The biggest advance the brigade had experienced, Mr Thornley said, had been the growth in domestic fire alarms.

“It’s cut our fires a lot. Every time there’s a death, 90% of the time it’s because people don’t have an alarm or it doesn’t work.

“Commercial alarms now give us early warnings.

“We’ve gone from a reactive service to a proactive service.”

MEMORABLE EVENTS

The Timaru Fire Brigade has fought many fires over the years. Staff were deployed to the Christchurch earthquakes and have been sent to fires around the country as well as to the United States, Canada and Australia.

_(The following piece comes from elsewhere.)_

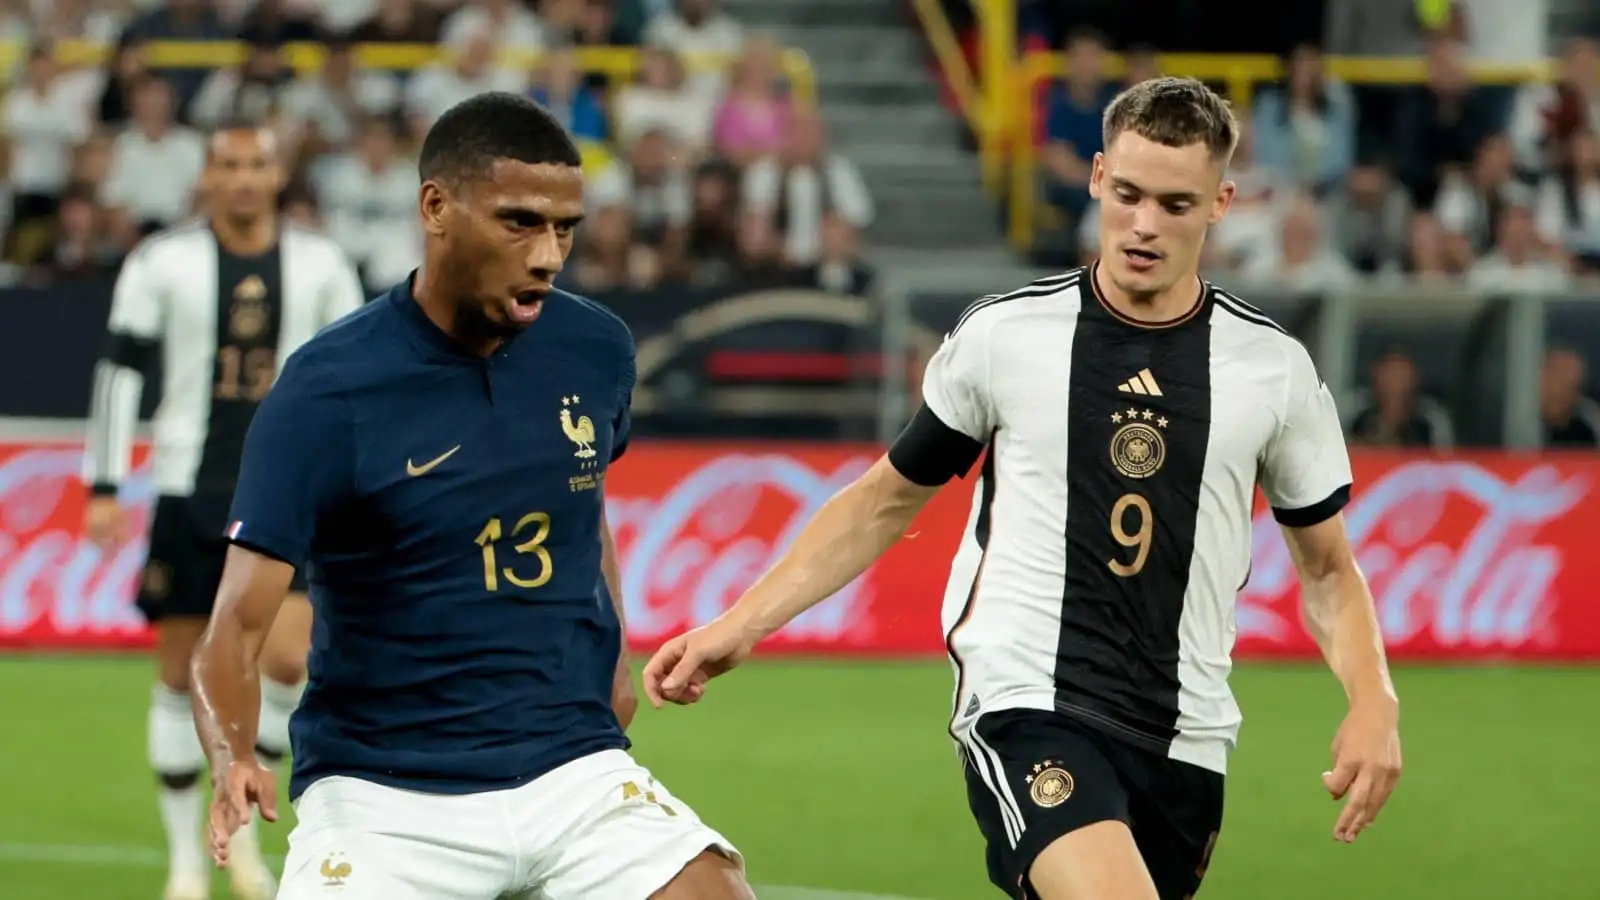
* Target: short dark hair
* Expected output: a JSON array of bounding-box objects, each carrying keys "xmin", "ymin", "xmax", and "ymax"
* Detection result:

Memorable local callouts have included:

  • The CML building fire in 1951.
  • When a lucerne silo at the port blew its top in 1971.
  • The “big wind” of August 1975, when 160kmh nor’westers caused havoc.
  • The major flood of March 1986.
  • The Timaru Main School fire of 1989.
  • The Seaview Hotel blaze in 1993 (two lives lost).
  • The Opuha Dam flood of 1997
  • The Dong Won 701 fire in Timaru harbour in 2019.

MUSEUM EXHIBITION

An exhibition marking 150 years of the Timaru Fire Brigade will be opened at the South Canterbury Museum in Timaru at 5.30pm on Friday, July 24.

A weekend of celebrations is planned for September 25 to 28. It will include a parade through Stafford St starting at 1pm on Saturday, September 26.